The murder mystery here intrigued me. I did what one does when reading a murder mystery: the add and subtract calculations that cause one to pick a favorite candidate as the murderer.

The historical references educated and saddened me. "The Forest of Souls" references some lesser known horrors of the World-War-II era - not the more famous Auschwitz but the lesser known Maly Trostenets extermination camp, and the uncounted thousands, forgotten by the wider world, murdered by Soviets in the Kurapaty Forest.

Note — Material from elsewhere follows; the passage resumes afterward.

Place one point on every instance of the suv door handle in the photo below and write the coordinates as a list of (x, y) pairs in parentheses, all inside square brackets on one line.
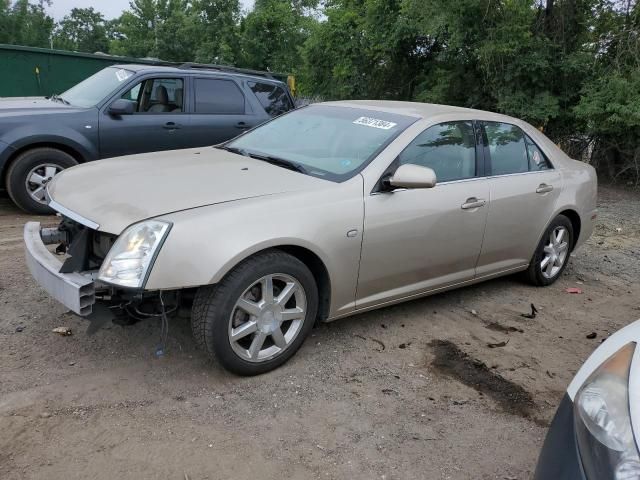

One very worthy feature of "The Forest of Souls" is that one can read it as one likes. If you really just want a beach book, a murder mystery, you can choose not to linger on the passages that touch on atrocity. But if you want to ponder these passages and everything they imply, you have a book to chew on for a long time. Danuta Reah, writing here under the pseudonym Carla Banks, keeps her cards close to her chest. She does not harangue or push an agenda. It's clear, though, that she cares about the millions killed in places most people haven't even heard about, and the diabolically complex patchwork of competing ideologies and atrocities that dropped like a curse on the peasants and working people of Eastern Europe in the twentieth century.

Garne
In the woods around Minsk children wander towards the house of a witch, Baba Yaga, whose house stands on chicken legs behind a fence hung with the heads of people she's killed. Mass graves in the Kurapaty Forest and long-dead fingers stretch out towards the present to Faith Lange and her grandfather, Marek, whose memories of the second world war still haunt him.

Story telling in the age-old format weaving shadows with threads coloured scarlet and black, murder and secrets.